Abbiamo operato questa scelta “non ortodossa” per rendere chiaro che i fondi vincolati e accantonati comunque rappresentano fattori esogeni che non permettono all’Ente locale di avere disponibilità di risorse liquide o finanziarie.
Abbiamo sommato a questa indisponibilità per l’Ente anche quello che secondo noi è il debito illegittimo ovvero il debito dei commissariamenti, i derivati e la indicibile quantità di interessi fuori mercato che stiamo pagando a #CDP e altre banche. Questo debito somma a 500 milioni pur prevedendo soltanto una diminuzione dello 0,5% dei tassi con CDP, pensate se si portassero a cifre umane…
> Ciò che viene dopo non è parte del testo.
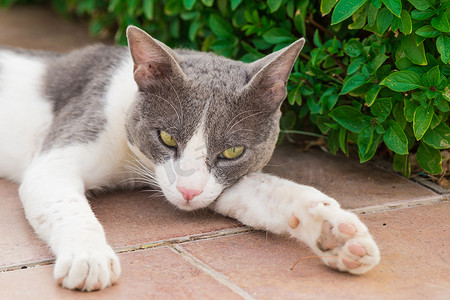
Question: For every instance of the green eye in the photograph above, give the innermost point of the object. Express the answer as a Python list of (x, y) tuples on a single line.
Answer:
[(167, 139), (233, 152)]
Infine abbiamo riportato in tabella anche il parametro indicativo del disavanzo per rendere esplicita la sua dipendenza dalla diminuzione di trasferimenti e di entrate in generale ma soprattutto dall’accrescimento smodato dei fondi di accantonamento entrati in vigore da 2016.
Riteniamo e ribadiamo che questi vincoli alla contabilità e al bilancio introdotti dopo la crisi, finanziaria del 2008/2009 per gli Enti Locali, tutti figli del Trattato di Lisbona e dell’art. 81 della #Costituzione, ulteriormente aggravati dalla definitiva entrata in vigore nel 2016 dell’armonizzazione contabile di derivazione Europea, siano la mano diretta delle politiche neoliberiste sulla pelle di chi abita le città e abbiano il solo scopo di distruggere servizi e stato sociale con l’avallo di chi crede che tutto questo sia “buona amministrazione.